她一个人走在大街上,衣服皱巴巴的,心也皱巴巴的。街上行人很少,趁着夜色清爽,许多情侣挽着手臂缓缓踱步,挨得那样紧,像要把难以掌控的光阴挤干净,将一生简洁地度过。
满目是路灯、橱灯、车灯。多多赫然发现,她的影子不见了,没有一点隐私。她似乎发现,满街的人都在注意她,目光中有种戏谑轻佻的意味。
她拦下一辆出租车,回到空中楼阁,这才觉得饿,血糖偏低,脑子有些晕沉,但她还是坐上电梯,百无聊赖地回到公寓。
洁白的灯光打在洁白的墙壁和家具上,房间像一个冰冷的太平间。紫菱和紫姬正在收拾东西,似乎在整理行装。紫姬欢舞着身姿,无比妖媚,像一朵随风摇曳的紫色鸢尾。更令多多惊异的是,连平素稳重娴静的紫菱,此刻也喜形于色,像白莲盈盈开放,将快乐的花蕊吐露出来。
她们也如此欢乐,多多越发觉得孤单了。
紫姬听见声响,回头看见了她,就兴奋地扑了过来。
“恭喜你啊,多多,终于和心上人共赴巫山,同享云雨之欢。我们呢,也都各取所需,真是皆大欢喜啊。”
多多怔怔地不做声。巫山,云雨,她们怎么知道?巨大的屈辱又一次如蟒蛇一般缠绕住她,胃里一阵阵绞痛。有没有一个地方,可以安放我的隐私呢?眼前灯光明亮,像刚才在大街上的感觉一样,她似乎在无影灯下,躺在雪白的床上,世人的目光就是一柄柄犀利的柳叶刀,刺破她的肌肤,直抵肺腑。她无力地坐在沙发上,面容十分憔悴。
紫菱起身看着她,心里很是不安。
“多多,你怎么了?”
紫姬也细细地打量了她一番,笑了一声,把手放在她的肩膀上。
“多多,别担心,没事。暂时的憔悴是正常的。多多,你还记不记得,当初喝我的神药时,我就告诉过你,你可以暂时不老,但与心上人欢爱之后,你就变为正常人,一样会衰老。不过呢,今天我和紫菱趁你们销魂之时,各自取了些有用之物。紫菱可以让她心爱的宝儿还阳。我呢,也可炼成不老神药,从此与天地同寿。多多,你和心上人白头偕老吧。要是不想老,和我说一声。我会分点药给你,谁让咱是好姐妹呢……”
“够了!”
多多无力地呵斥了一声,挣脱了紫姬的手掌。她是个太温柔的女孩,平常连大声说话都觉难堪。此刻,她又羞又恼。

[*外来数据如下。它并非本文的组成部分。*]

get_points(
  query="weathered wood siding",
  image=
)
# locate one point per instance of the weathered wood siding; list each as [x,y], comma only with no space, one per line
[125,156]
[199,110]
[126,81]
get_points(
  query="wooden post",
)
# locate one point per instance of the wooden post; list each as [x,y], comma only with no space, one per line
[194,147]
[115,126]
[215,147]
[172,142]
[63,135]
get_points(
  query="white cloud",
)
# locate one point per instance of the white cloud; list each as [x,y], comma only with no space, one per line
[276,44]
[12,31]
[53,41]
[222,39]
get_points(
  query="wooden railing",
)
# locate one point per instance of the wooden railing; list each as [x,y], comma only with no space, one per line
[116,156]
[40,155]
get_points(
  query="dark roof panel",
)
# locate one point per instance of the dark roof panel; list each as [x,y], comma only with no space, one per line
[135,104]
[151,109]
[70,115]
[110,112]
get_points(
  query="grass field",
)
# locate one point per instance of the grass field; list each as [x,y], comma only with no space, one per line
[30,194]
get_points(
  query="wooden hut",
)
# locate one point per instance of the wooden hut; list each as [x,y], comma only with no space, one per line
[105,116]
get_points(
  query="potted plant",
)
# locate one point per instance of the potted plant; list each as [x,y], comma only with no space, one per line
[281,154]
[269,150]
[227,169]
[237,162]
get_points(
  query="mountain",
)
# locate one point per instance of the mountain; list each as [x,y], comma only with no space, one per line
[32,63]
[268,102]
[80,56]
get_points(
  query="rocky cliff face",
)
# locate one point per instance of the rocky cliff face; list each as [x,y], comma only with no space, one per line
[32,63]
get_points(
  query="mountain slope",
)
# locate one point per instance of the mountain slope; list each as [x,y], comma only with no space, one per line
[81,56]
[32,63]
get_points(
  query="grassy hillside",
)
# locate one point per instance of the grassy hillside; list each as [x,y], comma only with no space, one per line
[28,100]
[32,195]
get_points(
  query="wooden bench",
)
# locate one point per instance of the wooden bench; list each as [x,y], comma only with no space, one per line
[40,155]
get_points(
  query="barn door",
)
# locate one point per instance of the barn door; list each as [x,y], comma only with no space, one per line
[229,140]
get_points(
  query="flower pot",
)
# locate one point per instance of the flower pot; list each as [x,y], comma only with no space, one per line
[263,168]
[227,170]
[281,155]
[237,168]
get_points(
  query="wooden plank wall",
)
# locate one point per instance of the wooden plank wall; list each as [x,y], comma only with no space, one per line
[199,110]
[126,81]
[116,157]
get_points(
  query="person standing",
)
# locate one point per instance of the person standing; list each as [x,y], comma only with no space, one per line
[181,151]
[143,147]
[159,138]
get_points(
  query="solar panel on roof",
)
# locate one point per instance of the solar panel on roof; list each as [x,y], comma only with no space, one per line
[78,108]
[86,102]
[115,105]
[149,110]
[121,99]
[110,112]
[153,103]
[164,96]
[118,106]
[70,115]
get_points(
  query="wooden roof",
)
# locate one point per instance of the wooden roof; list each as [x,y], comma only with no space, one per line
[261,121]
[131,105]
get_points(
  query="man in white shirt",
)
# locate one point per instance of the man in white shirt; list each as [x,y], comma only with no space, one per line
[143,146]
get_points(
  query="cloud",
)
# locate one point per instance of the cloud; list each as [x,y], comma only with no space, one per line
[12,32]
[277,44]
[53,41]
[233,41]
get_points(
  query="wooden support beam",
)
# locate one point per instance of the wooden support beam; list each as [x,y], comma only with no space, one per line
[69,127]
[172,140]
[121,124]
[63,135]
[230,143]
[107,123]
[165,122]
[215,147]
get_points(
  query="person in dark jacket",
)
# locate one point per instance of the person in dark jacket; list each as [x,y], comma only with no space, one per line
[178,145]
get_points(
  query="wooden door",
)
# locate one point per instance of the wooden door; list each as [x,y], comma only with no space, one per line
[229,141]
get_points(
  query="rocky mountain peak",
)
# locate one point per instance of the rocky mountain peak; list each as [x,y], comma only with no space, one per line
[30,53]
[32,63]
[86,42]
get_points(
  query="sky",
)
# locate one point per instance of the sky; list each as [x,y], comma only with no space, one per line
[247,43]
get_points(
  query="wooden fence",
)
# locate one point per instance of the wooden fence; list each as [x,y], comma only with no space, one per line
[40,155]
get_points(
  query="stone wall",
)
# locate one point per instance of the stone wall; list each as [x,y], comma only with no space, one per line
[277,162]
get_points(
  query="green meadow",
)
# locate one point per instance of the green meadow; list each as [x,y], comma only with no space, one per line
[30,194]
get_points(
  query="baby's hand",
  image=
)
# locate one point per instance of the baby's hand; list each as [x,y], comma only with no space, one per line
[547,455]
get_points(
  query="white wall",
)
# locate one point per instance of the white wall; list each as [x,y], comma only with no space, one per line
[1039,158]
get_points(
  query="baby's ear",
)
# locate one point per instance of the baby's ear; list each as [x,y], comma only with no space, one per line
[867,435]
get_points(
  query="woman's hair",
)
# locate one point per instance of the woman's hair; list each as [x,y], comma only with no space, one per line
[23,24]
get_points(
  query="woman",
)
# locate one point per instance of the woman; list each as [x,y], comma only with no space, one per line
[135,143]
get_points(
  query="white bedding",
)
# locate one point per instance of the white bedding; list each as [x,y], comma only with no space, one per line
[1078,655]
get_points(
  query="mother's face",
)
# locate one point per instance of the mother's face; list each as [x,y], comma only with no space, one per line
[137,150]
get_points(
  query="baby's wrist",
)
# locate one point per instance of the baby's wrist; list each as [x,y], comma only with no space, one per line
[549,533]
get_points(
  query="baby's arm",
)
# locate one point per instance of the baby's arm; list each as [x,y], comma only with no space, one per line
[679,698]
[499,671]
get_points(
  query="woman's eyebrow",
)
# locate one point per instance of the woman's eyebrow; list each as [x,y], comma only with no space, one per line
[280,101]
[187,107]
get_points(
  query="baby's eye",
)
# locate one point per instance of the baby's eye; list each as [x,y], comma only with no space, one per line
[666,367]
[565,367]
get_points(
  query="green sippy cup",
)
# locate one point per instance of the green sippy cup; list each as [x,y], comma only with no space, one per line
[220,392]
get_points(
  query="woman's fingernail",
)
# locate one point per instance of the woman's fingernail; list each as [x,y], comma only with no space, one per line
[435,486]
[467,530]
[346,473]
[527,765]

羞地是这二人在一旁观瞧,全然不顾她的脸面;恼的是任心骋那样对他,并非出自真心,这二人为了自己的好处,不惜利用了她。一个可怕的预感升上脑际,让她浑身发颤,喉咙里滚动着沉闷而恐惧的声音。
“他……忽然对我那样,是不是你……你们动的手脚?”
紫菱的脸忽地红了,不敢正视她探询的目光。紫姬不管不顾,一脸无所谓的坏笑。
“没错,我是稍稍借用了我的灵丹妙药。这不是促成了你们的好事了吗?要知道,任心骋是谁的转世吗……”

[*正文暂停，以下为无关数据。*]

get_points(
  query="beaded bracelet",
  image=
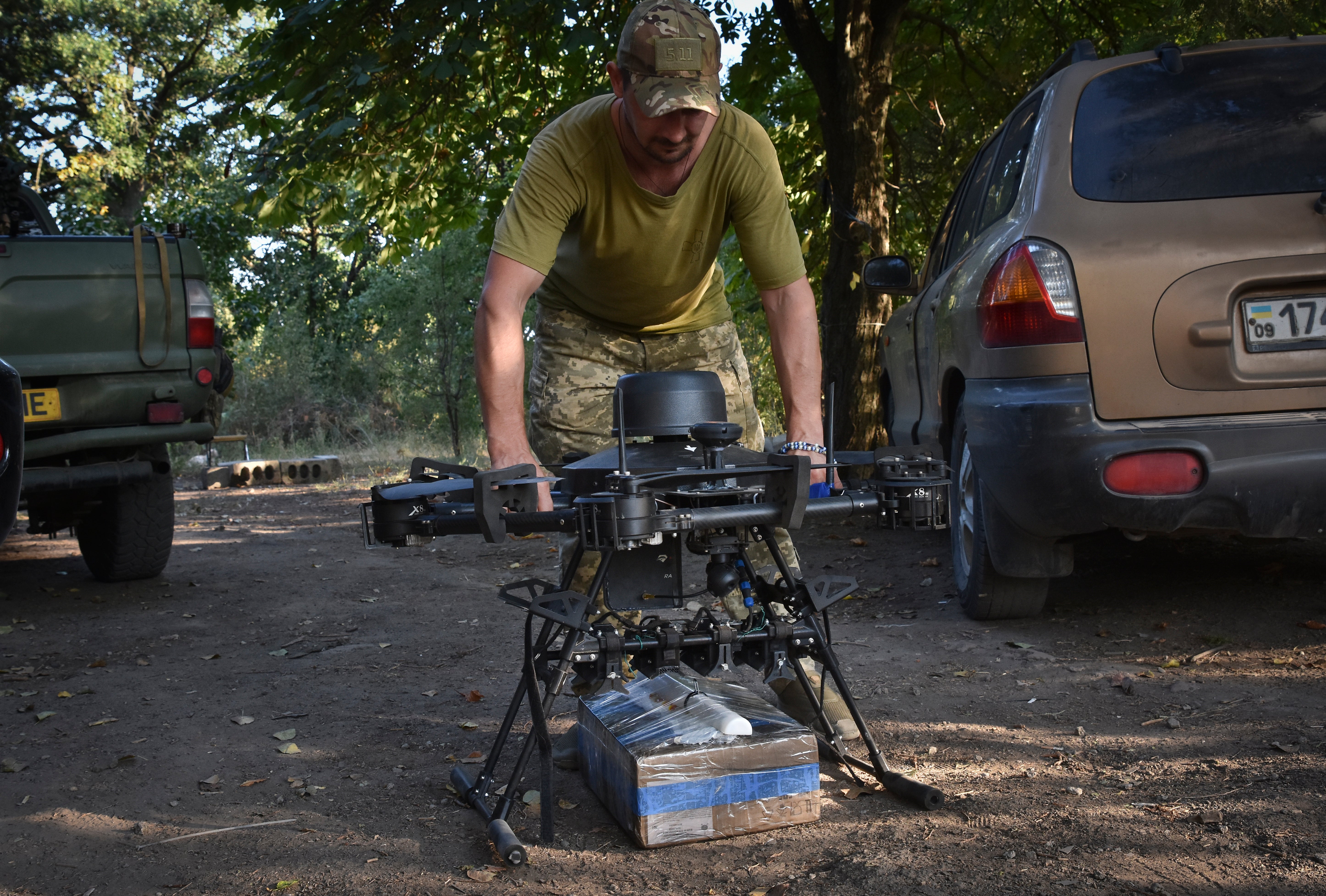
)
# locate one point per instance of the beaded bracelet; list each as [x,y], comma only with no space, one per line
[803,446]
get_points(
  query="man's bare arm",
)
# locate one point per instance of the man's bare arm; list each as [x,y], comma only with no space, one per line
[501,362]
[795,339]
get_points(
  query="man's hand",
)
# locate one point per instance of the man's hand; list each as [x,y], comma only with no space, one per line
[501,364]
[795,339]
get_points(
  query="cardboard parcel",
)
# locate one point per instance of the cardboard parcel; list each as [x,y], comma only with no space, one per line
[658,757]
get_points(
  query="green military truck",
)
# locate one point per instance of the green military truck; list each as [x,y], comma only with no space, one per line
[113,339]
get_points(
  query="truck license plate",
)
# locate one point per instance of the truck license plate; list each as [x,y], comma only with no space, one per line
[40,405]
[1285,324]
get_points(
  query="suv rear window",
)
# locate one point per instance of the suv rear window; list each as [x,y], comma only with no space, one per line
[1244,122]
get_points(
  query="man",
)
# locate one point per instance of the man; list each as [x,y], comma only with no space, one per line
[614,226]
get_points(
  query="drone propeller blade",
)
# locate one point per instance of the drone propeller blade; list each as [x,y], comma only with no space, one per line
[425,490]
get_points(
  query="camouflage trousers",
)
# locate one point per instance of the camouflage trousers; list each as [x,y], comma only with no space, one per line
[571,401]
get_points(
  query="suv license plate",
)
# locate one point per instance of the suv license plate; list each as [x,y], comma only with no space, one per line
[1285,324]
[40,405]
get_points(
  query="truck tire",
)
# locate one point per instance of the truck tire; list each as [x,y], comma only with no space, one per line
[982,592]
[129,535]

多多的预感被确实了,脑中一片茫然,像刚才山路上涌动的白雾,将大脑的诸多回路湮塞住了。原来他是假的,他的热烈,他的惊觉,他的生冷……原来不能怪他。可是,如此一来,下午小屋里那一幕,又算是什么?只是本能驱使下的一时荒唐?像两匹野兽,相互撞击,嚎叫,在滂沱的大雨中肆意寻欢。她忽然闻到身上有种气味,像是任心骋身上的,像海滩的鱼腥味儿,觉得十分恶心,皱着眉头,朝正在滔滔不绝的紫姬摆了摆手。
“你们走吧。”
紫姬却沉醉在自己的话题里。
“……知道吗,他的前世是嵇康,对吧姐?那是何等人物。长得高大帅气不说,还才华横溢,又可爱得像个孩子,连老娘都动心了。多多,能遇到他,你就烧高香去吧。姐,你说是不是?啊呀,你别发呆了,和多多说说嵇康的事情。我记不住那么多文绉绉的词语。”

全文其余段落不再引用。